- Born: 1984 or 1985 (age 40–41) Beverley, England
- Occupations: Television and radio presenter

= Lindsey Chapman =

Lindsey Katherine Chapman (born ) is an English television and radio presenter.

==Career==
Chapman, the daughter of a teacher and a rural developer, was educated at Lockington primary school and Beverley High School before studying Drama and Theatre Arts at the University of Birmingham and later trained at Birmingham School of Acting. Growing up, she was a member of the Girl Guides.

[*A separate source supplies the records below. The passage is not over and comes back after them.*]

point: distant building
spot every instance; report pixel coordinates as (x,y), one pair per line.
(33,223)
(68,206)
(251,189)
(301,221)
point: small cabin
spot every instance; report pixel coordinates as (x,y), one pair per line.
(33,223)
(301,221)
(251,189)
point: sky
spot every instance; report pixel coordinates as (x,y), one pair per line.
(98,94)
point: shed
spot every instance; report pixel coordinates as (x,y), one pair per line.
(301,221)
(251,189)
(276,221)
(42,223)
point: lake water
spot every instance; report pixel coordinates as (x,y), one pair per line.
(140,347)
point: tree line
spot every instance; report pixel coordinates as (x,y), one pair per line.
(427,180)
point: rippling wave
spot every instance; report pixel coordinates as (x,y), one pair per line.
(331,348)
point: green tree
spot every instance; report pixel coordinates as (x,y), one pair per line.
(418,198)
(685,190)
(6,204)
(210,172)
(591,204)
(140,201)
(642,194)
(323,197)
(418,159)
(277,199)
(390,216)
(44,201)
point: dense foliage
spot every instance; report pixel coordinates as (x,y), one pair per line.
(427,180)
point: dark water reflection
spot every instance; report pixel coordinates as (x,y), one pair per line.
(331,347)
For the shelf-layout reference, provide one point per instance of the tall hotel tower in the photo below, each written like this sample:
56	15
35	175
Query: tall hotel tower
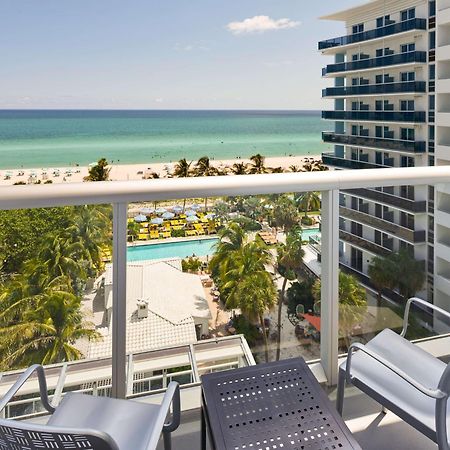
383	75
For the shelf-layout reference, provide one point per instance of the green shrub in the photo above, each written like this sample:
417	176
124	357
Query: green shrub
307	221
191	264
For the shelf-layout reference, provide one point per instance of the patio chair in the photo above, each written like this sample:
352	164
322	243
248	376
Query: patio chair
91	423
403	378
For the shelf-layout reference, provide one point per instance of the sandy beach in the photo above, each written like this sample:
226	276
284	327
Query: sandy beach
126	171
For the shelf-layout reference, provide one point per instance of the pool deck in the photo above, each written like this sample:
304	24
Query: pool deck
171	240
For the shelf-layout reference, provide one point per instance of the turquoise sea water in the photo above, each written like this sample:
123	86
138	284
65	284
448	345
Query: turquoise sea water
62	138
181	249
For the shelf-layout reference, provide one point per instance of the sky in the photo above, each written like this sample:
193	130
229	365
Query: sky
165	54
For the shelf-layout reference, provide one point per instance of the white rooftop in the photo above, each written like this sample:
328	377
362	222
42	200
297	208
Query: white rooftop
175	300
366	7
150	333
171	294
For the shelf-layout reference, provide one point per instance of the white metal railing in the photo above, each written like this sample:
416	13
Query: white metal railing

In August 2015 Chapman hosted Big Blue UK, a series on UK marine wildlife, alongside Hugh Fearnley-Whittingstall for BBC One.

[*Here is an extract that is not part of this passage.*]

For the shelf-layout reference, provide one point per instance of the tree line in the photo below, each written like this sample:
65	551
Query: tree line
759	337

In January 2016, she co-hosted BBC Two's Winterwatch Unsprung with Chris Packham. She continued this role with Springwatch Unsprung in June 2016 and 2017 and in an online version of Winterwatch Unsprung in January 2017. Chapman has also presented Songs of Praise for the BBC and appeared on their wildlife-themed panel show Curious Creatures.

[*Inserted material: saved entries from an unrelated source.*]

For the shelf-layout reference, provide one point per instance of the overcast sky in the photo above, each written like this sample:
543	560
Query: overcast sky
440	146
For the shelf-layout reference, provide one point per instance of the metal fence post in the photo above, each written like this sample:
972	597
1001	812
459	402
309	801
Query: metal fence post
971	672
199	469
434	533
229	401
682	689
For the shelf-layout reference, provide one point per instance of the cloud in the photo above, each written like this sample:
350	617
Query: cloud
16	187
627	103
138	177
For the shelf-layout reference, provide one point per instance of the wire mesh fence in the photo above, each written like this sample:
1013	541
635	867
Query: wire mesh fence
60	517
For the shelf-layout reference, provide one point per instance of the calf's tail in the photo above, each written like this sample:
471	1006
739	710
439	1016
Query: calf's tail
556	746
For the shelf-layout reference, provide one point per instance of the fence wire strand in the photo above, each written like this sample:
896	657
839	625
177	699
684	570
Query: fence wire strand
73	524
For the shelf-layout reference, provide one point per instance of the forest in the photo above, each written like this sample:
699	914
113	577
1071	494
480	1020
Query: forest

Since 2018 Chapman has presented series of Channel 5's Springtime on the Farm, Animals After Dark and Wild Animal Rescue.

On radio, Chapman has presented episodes of BBC Radio 4's Tweet of the Day and Tweet of the Week, Pick of the Week, Costing the Earth, Living World, Opening Night and In Pursuit of Beauty. She also presented the Contains Strong Language poetry special alongside Jeremy Irons and Julie Hesmondhalgh, part of the station's Hull UK City of Culture 2017 programming. Chapman has also hosted online arts coverage for the corporation for events such as the Edinburgh Festival Fringe, Shakespeare Lives, Opera Passion Day and Get Creative.

Chapman has worked as a travel reporter for BBC Radio 5 Live. In 2019, she commentated on international netball for the station and has previously presented coverage of matches for Sky Sports.

Chapman has been a patron of the Wild Watch programme in Nidderdale area of outstanding natural beauty, the Yorkshire Dales Millennium Trust, the City of Trees programme in Greater Manchester and the Wild Otter Trust. She has also presented at the Greater Manchester Green Summit and the Manchester Climate Change Conference. Chapman was also a torchbearer in the London 2012 Olympic Torch procession and in same year was part of BBC Radio 5 Live Guinness World Record attempt for the ‘most players in a continuous 5 a side exhibition match’ for BBC Children in Need.